As you know, whether we answer “did you like” inquiries or not, algorithm-based highly personalized internet suggestions and marketing are the future. iTunes and Netflix tells us what music and movies we’d like based each of our choices. Same with Amazon. At Amazon and other commercial sites we don’t even have to make purchases. Big Commercial Brother tracks our internet surfing and then creates personalized suggestions and ads.

“Free” customizable newspaper apps shouldn’t be as controversial should they? It’s a real time saver not having to sift through less interesting stories. Right? The problem is the end result—hyperpersonalized newspapers that make it less likely we’ll stumble upon interesting, quirky, challenging stories that stretch us. Spontaneity is sexy, endlessly staring into a mirror is not.
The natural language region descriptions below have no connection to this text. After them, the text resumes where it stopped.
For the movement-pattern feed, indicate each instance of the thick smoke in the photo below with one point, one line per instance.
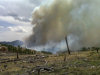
(77, 19)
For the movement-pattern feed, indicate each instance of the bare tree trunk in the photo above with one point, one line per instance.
(67, 48)
(67, 45)
(97, 50)
(17, 55)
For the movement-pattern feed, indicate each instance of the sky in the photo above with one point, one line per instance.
(15, 18)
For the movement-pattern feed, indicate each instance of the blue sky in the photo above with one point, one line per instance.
(15, 18)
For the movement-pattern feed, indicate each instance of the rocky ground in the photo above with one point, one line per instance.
(78, 63)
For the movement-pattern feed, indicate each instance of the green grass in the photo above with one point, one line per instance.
(78, 63)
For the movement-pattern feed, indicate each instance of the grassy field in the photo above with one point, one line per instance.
(78, 63)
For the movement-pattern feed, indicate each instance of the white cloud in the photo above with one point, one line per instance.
(19, 29)
(2, 7)
(1, 27)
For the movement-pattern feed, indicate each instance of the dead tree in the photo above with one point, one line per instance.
(67, 45)
(17, 55)
(67, 48)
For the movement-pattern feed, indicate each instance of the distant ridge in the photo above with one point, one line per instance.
(13, 43)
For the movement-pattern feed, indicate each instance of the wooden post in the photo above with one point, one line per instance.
(67, 45)
(17, 55)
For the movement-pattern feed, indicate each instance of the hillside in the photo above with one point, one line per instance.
(13, 43)
(78, 63)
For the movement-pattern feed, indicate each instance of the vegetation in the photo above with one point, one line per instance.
(77, 63)
(18, 49)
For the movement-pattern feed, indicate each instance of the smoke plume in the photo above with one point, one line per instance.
(77, 19)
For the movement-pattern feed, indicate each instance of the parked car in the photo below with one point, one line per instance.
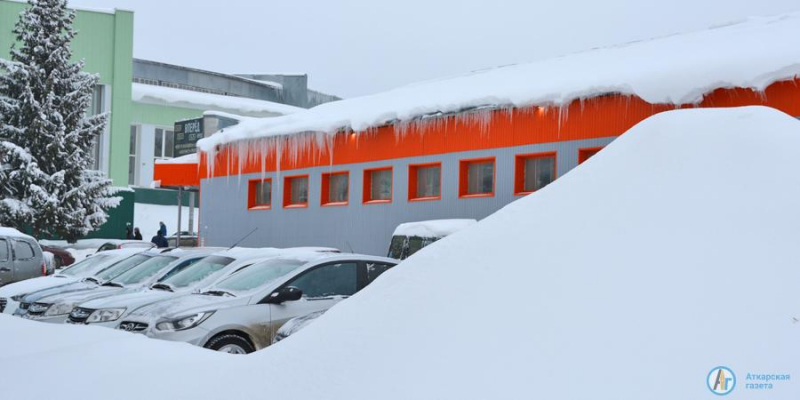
(61, 257)
(203, 273)
(20, 257)
(242, 313)
(160, 266)
(11, 295)
(187, 239)
(32, 307)
(115, 244)
(412, 237)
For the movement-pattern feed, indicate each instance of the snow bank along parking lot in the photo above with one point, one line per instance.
(670, 253)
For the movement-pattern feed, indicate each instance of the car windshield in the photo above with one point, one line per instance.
(85, 266)
(198, 271)
(258, 275)
(145, 270)
(121, 267)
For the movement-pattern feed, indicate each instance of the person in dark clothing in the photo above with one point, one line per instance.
(159, 240)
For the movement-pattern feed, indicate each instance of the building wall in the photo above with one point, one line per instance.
(366, 228)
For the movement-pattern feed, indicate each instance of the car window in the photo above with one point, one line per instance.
(23, 250)
(85, 265)
(3, 250)
(143, 271)
(178, 268)
(374, 270)
(199, 271)
(259, 275)
(119, 268)
(329, 280)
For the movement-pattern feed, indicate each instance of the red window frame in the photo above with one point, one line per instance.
(519, 169)
(412, 182)
(587, 152)
(324, 199)
(463, 176)
(287, 191)
(251, 194)
(367, 186)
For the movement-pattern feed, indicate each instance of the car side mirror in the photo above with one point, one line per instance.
(289, 293)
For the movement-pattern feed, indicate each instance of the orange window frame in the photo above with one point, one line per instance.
(324, 199)
(367, 186)
(519, 170)
(412, 181)
(251, 195)
(287, 191)
(587, 152)
(463, 177)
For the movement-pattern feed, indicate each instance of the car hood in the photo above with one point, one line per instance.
(188, 304)
(35, 284)
(130, 300)
(62, 289)
(81, 296)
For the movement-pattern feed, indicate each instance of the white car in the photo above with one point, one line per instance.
(205, 272)
(158, 267)
(241, 314)
(11, 295)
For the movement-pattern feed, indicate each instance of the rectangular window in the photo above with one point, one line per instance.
(295, 191)
(335, 188)
(259, 194)
(476, 178)
(585, 154)
(378, 185)
(533, 172)
(424, 182)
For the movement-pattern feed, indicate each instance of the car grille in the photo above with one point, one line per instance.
(132, 326)
(79, 315)
(38, 308)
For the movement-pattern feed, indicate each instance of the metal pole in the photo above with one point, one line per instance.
(180, 209)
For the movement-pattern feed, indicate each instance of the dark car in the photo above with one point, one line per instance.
(61, 257)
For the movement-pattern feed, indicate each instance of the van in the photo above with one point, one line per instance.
(20, 257)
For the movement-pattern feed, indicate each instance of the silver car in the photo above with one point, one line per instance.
(11, 295)
(20, 257)
(204, 273)
(241, 314)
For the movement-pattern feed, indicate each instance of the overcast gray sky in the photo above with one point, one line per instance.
(358, 47)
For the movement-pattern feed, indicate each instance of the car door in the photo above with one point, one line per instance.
(25, 263)
(323, 286)
(6, 263)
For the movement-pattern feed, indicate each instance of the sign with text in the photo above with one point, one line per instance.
(187, 133)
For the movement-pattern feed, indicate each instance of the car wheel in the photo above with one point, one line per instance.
(230, 343)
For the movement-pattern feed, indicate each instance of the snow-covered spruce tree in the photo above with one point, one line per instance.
(46, 181)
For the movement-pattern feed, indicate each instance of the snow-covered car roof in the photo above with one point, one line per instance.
(676, 69)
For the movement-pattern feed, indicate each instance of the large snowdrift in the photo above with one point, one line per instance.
(677, 69)
(673, 251)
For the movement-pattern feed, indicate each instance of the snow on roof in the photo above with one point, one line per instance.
(11, 232)
(629, 267)
(433, 228)
(186, 98)
(674, 69)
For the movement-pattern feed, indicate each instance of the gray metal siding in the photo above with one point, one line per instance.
(366, 228)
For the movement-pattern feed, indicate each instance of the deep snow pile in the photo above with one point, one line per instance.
(675, 69)
(671, 252)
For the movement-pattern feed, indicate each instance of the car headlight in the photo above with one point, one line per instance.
(105, 315)
(56, 309)
(184, 323)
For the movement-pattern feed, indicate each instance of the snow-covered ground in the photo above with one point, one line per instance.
(671, 252)
(147, 216)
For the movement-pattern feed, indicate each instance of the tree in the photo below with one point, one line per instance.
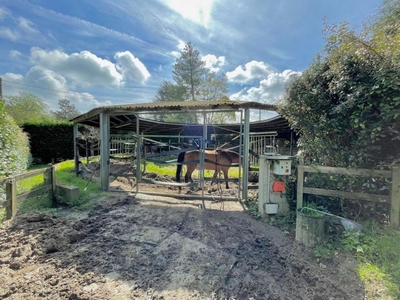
(346, 104)
(215, 87)
(26, 107)
(193, 81)
(189, 70)
(67, 110)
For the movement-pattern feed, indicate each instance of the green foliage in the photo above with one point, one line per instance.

We already live in economically and racially segregated neighborhoods, we watch television that affirms our political biases, and we attend churches and recreate with people that look like us.

Where are the diverse neighborhoods, schools, churches, and public places where people can begin learning how to get along with people different than them? People who are richer or poorer, people from across the political spectrum, people who are and aren’t religious. And where are the internet apps and websites where people’s thinking is challenged, nourished, deepened?

Another article on my Zite homepage today is titled, “The Gray Divorcés” which is about the increasing percentage of 50+ year olds deciding to divorce. (More evidence I was right that divorce is the new default.) I’m not quite ready to break it off with Zite altogether, but she’s getting on my nerves.